I just joined Reddit because I need a bit of help. Not really an internet person but this was my last resort before I do something silly.

I’m going to put up a few posts regarding marriage because I have a lot of issues trying to understand me and my situation.

Please go easy on me , I’ve seen some comments and it’s taken me a week to find the courage to post.

So what I want to know is what is married life supposed to be like day to day ?

I have three kids from previous Marriage who are at college and uni. Their dad was never around and never will be .

Can you guys tell me ?

I’ll tell you mine.

I’ll start from Monday morning.

Wake up and he’s already up showering getting ready to go to the gym .

Kids have left early and one is still asleep.

I wake up and I’m getting ready to go to one of our business premises that needs the most support.

We speak briefly about issues in the businesses and the day plan and decide who’s taking which car .

No hug no kiss.

We leave.

Numerous calls during the day regarding work issues, staff, sales , wages taxes etc.

Before I leave I call him to ask what he wants for dinner.

I come home Cook, we talk more about work and then the kids come and we eat dinner .

We talk with the kids about their day etc.

We then watch Tv whilst he is on his laptop or spends the whole evening on his phone talking to his friends in various WhatsApp groups.

Then we go up to bed . We don’t really have much to talk about .
In bed he he will be watching YouTube videos or straight away knocks out.

The rest of the week will be the same, but he will go to golf for 6-7 hours with his friends 3-4 times a week .

I’m so bored, I need a companion not a business partner.

I get asked out numerous times a day ( have retail stores) because I’m around the public a lot.
I get so happy with a little bit of attention from a.
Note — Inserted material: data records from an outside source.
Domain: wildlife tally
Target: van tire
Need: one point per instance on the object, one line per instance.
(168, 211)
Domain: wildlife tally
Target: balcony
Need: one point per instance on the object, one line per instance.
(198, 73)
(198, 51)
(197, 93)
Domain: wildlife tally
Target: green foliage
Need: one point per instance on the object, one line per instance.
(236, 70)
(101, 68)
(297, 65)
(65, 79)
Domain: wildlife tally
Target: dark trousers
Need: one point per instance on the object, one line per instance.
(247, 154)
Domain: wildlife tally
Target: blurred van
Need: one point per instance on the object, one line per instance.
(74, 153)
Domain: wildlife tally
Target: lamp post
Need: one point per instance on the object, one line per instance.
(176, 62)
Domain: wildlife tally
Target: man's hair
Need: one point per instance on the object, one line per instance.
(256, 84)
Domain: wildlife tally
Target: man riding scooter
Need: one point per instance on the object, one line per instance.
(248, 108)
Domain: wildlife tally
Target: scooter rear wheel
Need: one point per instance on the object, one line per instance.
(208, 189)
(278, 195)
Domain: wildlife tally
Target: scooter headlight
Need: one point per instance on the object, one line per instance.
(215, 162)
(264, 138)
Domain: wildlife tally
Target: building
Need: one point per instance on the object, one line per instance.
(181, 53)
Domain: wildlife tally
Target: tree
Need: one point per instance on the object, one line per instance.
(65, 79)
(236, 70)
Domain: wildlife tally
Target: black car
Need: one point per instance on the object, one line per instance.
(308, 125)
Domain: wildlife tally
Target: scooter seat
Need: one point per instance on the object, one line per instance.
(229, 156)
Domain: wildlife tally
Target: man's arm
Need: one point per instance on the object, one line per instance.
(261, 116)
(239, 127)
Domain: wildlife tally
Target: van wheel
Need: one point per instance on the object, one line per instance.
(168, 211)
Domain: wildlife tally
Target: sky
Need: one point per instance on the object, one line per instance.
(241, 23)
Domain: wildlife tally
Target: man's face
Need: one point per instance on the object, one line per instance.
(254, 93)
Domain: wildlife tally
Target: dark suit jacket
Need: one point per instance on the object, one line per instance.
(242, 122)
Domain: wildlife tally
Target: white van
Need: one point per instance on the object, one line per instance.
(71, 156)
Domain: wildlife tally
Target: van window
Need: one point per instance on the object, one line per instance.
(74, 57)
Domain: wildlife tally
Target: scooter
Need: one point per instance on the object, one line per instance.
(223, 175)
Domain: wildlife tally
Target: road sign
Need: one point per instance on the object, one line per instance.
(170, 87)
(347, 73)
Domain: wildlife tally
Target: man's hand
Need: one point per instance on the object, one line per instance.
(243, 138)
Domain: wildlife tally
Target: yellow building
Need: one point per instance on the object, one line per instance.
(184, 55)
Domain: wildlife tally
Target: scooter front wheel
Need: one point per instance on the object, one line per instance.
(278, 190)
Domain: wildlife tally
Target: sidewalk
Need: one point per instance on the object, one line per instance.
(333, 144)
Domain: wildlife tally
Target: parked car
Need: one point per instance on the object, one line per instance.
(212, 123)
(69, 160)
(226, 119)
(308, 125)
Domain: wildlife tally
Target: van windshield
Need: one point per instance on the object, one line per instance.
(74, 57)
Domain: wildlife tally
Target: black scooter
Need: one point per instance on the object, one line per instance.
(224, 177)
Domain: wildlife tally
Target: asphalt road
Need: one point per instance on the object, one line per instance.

Random guy. Im not a bad or disloyal person but this is what it come to.

I just want someone to feel connected to , someone to kiss me and hug me .

This can’t be a Normal marriage can it ?

TLDR ; husband not giving me time or attention, don’t have emotional or physical connection. More like business partners / flat mates.
Feel pretty lonely. Trying to figure out if I’m needy or insecure or being unreasonable. Or is this what marriage is ?

13 comments
  1. It’s not normal to spend all your fun free time playing golf and neglecting your spouse.

    Our workdays don’t look too different from yours, but we both look forward to spending our free time together. We see bands, go to museums, go for walks…simple stuff. But together.

  2. Yikes, sorry you’re going through this. Your husband is taking you for granted and you two don’t seem to have an actual romantic relationship. A wife probably should leave if their husband is this checked out and indifferent

  3. No it’s not supposed to be like that…

    I for one play video games after I come from office to relax for like an hour, then have dinner…

    But after that for next hour, hour and half I am just with my wife talking, discussing, watching a movie etc…

    I realised what I was doing (exactly as your SO) was not good for relationship…

    Relationship needs time as it’s fertilizer for it to grow stronger…

  4. You said before you make the biggest decision, I assume that means divorce or separation? Have you tried to discuss this with him? It sounds like you two are just two passing ships and sometimes that can happen, but has there been any attempt to resolve this?

  5. how long have you married? how long has this been the norm? have you tried to talking already about it? have both of you made to steps to reconnect?

    some weeks this is normal for us, if its a busy week etc or my husband is working away. but for the most part we always leave with a kiss, hug and i love you. and we talk about our day.

    the amount of time your husband is spending away from home is not ok, his priority should be you and your marriage

  6. Next time he said I was being childish I would reply “I may be but I’m about to be childish while single”

    How he is treating you is not right.. he only cares about his wants and gives 0% about yours…

  7. I would make a bi business talk rule. Like after work, no business talk. You gotta talk about something else and while I’m all for having “me” time, he’s having an outrageous amount of it when he could be taking some of that to spend with you.

    My husband goes to class all day and I work. We come home and talk about our days but there’s so many cute texts, hugs, kisses and flirting throughout the day I couldn’t imagine not having that.

  8. I live that daily, I had a business with my spouse and became coworkers not partners. I do my own thing I have tried to do things together , not interested or just a jerk.in public. He would rather golf than family functions. Worst was today I lost it. Family function. I drove and everyone took off and left me. ( We were already parked and walking into a venue). No seat saved. No. One waited. I was at the event for 30 plus min before anyone noticed.

    I told people why I was pissed. No apologies.

    I hope AP you have a better experience than I have. Try making plans together tell him how you feel like an employee not a wife. I wish you better luck than myself.

  9. Oh dear , was he always like this or is it after kids? Intimacy also lies in finer things like good morning hugs, cuddling, holding hands, emotional support etc. This is definitely not normal. And I’m not surprised your liking the outside attention coz clearly there’s a lack of it from your husband who should be giving you that!

  10. Golfing with friends 3-4 days per week??
    Can he sub one of those days to hang with you or for you two to do something you or you both enjoy? Could you be included if you wanted to golf also?